BC: Even now, the way he would confront the audience seems startling. It’s hard to imagine any band today doing this.
PT: I guess I've seen plenty of bands out on the edge, with the sense that it could all fall apart at any moment – that’s what makes music exciting. But these days, it seems like it’s simply a career that’s at stake; in Iggy’s prime, it seemed like it was his life that was at stake.
BC: Many times Iggy Pop seemed on the verge of mainstream success, both with The Stooges and later as a solo artist, yet it eluded him. What do you think were the major factors that contributed to this?
PT: They say pioneers get all the arrows. I think that’s true. It’s generally the band who put a gloss on something new who clean up in the charts. But it’s always the pioneers that are remembered, a decade or two on. Today, who remembers that Pat Boone had more pop hits than Little Richard?
BC: The drug use documented in the book is pretty staggering, and it’s been suggested that The Stooges’ music would have sounded far different without chemical assistance.
PT: A lot of their inspiration came from drugs – they certainly wouldn’t have sounded the same, and likely wouldn’t have sounded as good, without it. But it was a Faustian pact that left two bassists dead, plus plenty of other friends.
BC: David Bowie’s motives in hooking up with Iggy Pop have been questioned for years. What’s your take?
PT: The quick answer is that, first time around, their friendship benefited David, and that second time around, it benefited Iggy. But it’s more complex than that. I think Iggy’s own description of David, when he first met him, is pretty apposite. He called him “a not unkind person.”
BC: Has the Stooges’ limited recorded output somehow enhanced their legacy? Music fans sometimes find the idea of a band that releases a few brilliant albums, lives like complete lunatics for a while, and then flames out quickly quite romantic.
PT: Well, yes, that’s a large part of their appeal, that they had three albums that were, in a fucked-up kind of way, absolutely perfect. We don’t need anything else to justify their existence.
BC: Who did you find was the most surprising band or artist to cite The Stooges as an influence?
PT: I remember Robbie Williams namechecked him to me once.
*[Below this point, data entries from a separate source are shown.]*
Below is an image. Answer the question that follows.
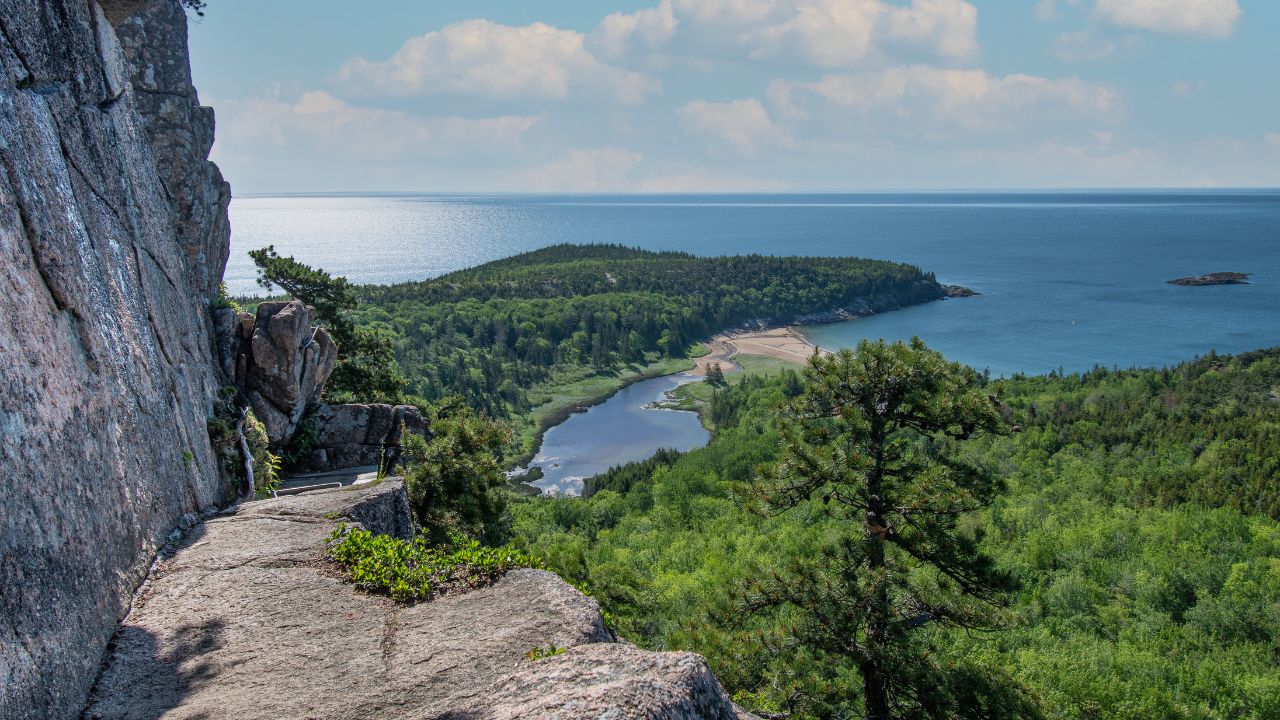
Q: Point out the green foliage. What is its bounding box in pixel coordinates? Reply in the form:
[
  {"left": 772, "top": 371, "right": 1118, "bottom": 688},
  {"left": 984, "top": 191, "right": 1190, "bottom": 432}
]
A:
[
  {"left": 329, "top": 524, "right": 540, "bottom": 603},
  {"left": 403, "top": 401, "right": 509, "bottom": 543},
  {"left": 352, "top": 245, "right": 941, "bottom": 419},
  {"left": 719, "top": 338, "right": 1009, "bottom": 719},
  {"left": 582, "top": 447, "right": 681, "bottom": 497},
  {"left": 707, "top": 363, "right": 724, "bottom": 387},
  {"left": 280, "top": 413, "right": 320, "bottom": 468},
  {"left": 248, "top": 245, "right": 406, "bottom": 404},
  {"left": 513, "top": 348, "right": 1280, "bottom": 720},
  {"left": 525, "top": 643, "right": 568, "bottom": 660},
  {"left": 209, "top": 282, "right": 243, "bottom": 313},
  {"left": 243, "top": 410, "right": 280, "bottom": 498},
  {"left": 206, "top": 386, "right": 280, "bottom": 498}
]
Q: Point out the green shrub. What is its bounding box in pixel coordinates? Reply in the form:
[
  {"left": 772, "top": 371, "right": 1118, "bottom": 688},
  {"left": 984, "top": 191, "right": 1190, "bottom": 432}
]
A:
[
  {"left": 329, "top": 524, "right": 541, "bottom": 603},
  {"left": 525, "top": 643, "right": 568, "bottom": 660},
  {"left": 209, "top": 283, "right": 244, "bottom": 313},
  {"left": 403, "top": 401, "right": 509, "bottom": 544}
]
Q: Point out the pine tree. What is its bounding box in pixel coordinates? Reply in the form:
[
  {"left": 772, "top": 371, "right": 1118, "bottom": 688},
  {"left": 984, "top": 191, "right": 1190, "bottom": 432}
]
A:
[{"left": 739, "top": 338, "right": 1009, "bottom": 720}]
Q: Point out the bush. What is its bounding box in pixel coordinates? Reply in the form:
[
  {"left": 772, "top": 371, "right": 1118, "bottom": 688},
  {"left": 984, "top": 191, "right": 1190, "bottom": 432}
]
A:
[
  {"left": 244, "top": 410, "right": 280, "bottom": 498},
  {"left": 329, "top": 524, "right": 541, "bottom": 603},
  {"left": 403, "top": 402, "right": 509, "bottom": 544}
]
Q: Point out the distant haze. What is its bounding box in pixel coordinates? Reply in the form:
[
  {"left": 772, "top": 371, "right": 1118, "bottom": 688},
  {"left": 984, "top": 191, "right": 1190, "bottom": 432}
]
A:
[{"left": 191, "top": 0, "right": 1280, "bottom": 193}]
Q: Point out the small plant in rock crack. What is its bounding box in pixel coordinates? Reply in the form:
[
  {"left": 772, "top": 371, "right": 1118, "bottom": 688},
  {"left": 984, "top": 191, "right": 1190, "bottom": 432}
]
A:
[
  {"left": 329, "top": 524, "right": 541, "bottom": 603},
  {"left": 525, "top": 643, "right": 568, "bottom": 660}
]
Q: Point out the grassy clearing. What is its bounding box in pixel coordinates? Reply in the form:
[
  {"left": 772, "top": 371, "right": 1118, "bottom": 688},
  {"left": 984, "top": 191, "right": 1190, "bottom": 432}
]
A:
[{"left": 663, "top": 355, "right": 799, "bottom": 430}]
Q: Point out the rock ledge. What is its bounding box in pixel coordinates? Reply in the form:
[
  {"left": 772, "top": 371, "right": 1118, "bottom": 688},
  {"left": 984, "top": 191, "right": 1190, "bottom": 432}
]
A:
[{"left": 84, "top": 480, "right": 746, "bottom": 720}]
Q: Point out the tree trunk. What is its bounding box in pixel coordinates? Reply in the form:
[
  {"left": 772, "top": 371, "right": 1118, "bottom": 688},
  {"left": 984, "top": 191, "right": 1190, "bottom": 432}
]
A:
[{"left": 861, "top": 427, "right": 890, "bottom": 720}]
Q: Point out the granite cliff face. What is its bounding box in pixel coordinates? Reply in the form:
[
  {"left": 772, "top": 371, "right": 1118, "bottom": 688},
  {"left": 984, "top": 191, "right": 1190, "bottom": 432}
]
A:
[
  {"left": 0, "top": 0, "right": 229, "bottom": 719},
  {"left": 0, "top": 0, "right": 752, "bottom": 720}
]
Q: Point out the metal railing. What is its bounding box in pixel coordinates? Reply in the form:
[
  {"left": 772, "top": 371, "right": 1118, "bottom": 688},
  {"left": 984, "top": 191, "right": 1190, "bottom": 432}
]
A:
[{"left": 271, "top": 483, "right": 343, "bottom": 497}]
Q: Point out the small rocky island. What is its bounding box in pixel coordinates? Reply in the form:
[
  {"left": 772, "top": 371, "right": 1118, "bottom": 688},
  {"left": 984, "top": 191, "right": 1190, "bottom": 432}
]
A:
[
  {"left": 942, "top": 284, "right": 982, "bottom": 297},
  {"left": 1169, "top": 273, "right": 1249, "bottom": 286}
]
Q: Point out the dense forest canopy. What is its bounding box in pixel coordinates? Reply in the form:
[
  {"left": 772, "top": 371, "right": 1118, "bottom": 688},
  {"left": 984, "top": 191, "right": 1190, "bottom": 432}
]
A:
[
  {"left": 515, "top": 348, "right": 1280, "bottom": 720},
  {"left": 353, "top": 245, "right": 942, "bottom": 418}
]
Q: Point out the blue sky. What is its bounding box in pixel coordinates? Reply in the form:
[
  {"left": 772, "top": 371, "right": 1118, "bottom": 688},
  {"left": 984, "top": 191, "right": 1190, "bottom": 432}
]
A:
[{"left": 191, "top": 0, "right": 1280, "bottom": 195}]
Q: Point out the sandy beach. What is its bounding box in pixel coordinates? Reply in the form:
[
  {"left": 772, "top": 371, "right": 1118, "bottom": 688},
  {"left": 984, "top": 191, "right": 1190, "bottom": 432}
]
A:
[{"left": 691, "top": 327, "right": 826, "bottom": 375}]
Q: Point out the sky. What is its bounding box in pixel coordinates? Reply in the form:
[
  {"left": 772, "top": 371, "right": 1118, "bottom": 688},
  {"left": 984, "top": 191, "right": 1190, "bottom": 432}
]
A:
[{"left": 189, "top": 0, "right": 1280, "bottom": 195}]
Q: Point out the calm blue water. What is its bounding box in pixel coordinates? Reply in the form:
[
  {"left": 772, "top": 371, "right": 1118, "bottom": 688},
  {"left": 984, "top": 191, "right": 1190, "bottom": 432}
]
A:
[
  {"left": 530, "top": 375, "right": 710, "bottom": 495},
  {"left": 227, "top": 191, "right": 1280, "bottom": 374}
]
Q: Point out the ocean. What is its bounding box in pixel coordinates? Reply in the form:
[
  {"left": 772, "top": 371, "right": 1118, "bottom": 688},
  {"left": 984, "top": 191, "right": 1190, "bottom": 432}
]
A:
[{"left": 227, "top": 191, "right": 1280, "bottom": 375}]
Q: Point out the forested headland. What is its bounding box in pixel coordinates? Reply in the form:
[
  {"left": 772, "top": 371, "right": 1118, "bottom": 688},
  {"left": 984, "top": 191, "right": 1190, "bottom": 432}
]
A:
[
  {"left": 351, "top": 245, "right": 943, "bottom": 451},
  {"left": 244, "top": 246, "right": 1280, "bottom": 720}
]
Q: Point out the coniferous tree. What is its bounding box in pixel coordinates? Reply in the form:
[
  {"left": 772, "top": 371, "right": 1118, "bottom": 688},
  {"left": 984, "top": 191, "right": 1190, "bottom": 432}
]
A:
[
  {"left": 739, "top": 338, "right": 1024, "bottom": 720},
  {"left": 248, "top": 245, "right": 406, "bottom": 402}
]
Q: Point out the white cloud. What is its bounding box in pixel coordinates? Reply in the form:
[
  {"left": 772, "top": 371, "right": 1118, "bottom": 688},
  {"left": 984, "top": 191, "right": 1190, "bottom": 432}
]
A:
[
  {"left": 676, "top": 97, "right": 778, "bottom": 155},
  {"left": 515, "top": 146, "right": 644, "bottom": 192},
  {"left": 218, "top": 91, "right": 539, "bottom": 163},
  {"left": 1262, "top": 132, "right": 1280, "bottom": 159},
  {"left": 588, "top": 0, "right": 677, "bottom": 60},
  {"left": 675, "top": 0, "right": 794, "bottom": 29},
  {"left": 746, "top": 0, "right": 978, "bottom": 68},
  {"left": 338, "top": 20, "right": 659, "bottom": 104},
  {"left": 772, "top": 65, "right": 1117, "bottom": 140},
  {"left": 1097, "top": 0, "right": 1240, "bottom": 38},
  {"left": 635, "top": 165, "right": 787, "bottom": 192},
  {"left": 588, "top": 0, "right": 978, "bottom": 68},
  {"left": 1053, "top": 29, "right": 1116, "bottom": 63}
]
Go figure.
BC: Favorite Iggy Pop/Stooges album and song?
PT: It changes every day... I'll say Raw Power, because I’m in a London frame of mind at the moment. And the song would be “Success,” which (in the supreme example of ‘critics’ being wannabe musicians) I sang for my wife at our wedding two weeks ago!
BC: Least favorite Iggy Pop/Stooges album and song?
PT: There is a particularly horrible song called “Happy Man” – a few correspondents have attempted to get me to back down, but I maintain not only is it the worst song in Iggy’s catalogue, it’s one of the worst songs of the 1980s, and that’s saying something.
BC: Any particular favorite stories or anecdotes about Iggy Pop that either did or didn’t get included in the book?
PT: I remember doing a photo shoot with him in the mid 90s, in the Lower East Side on a sweltering hot day. There was a broken fire hydrant spouting water, and we were asking him to splash himself. Some local wags saw what was happening, sneaked up behind with a cold bucket of water and emptied it over him. I still have the photos that show him laughing. Whatever his faults, I can’t imagine anyone else doing the same.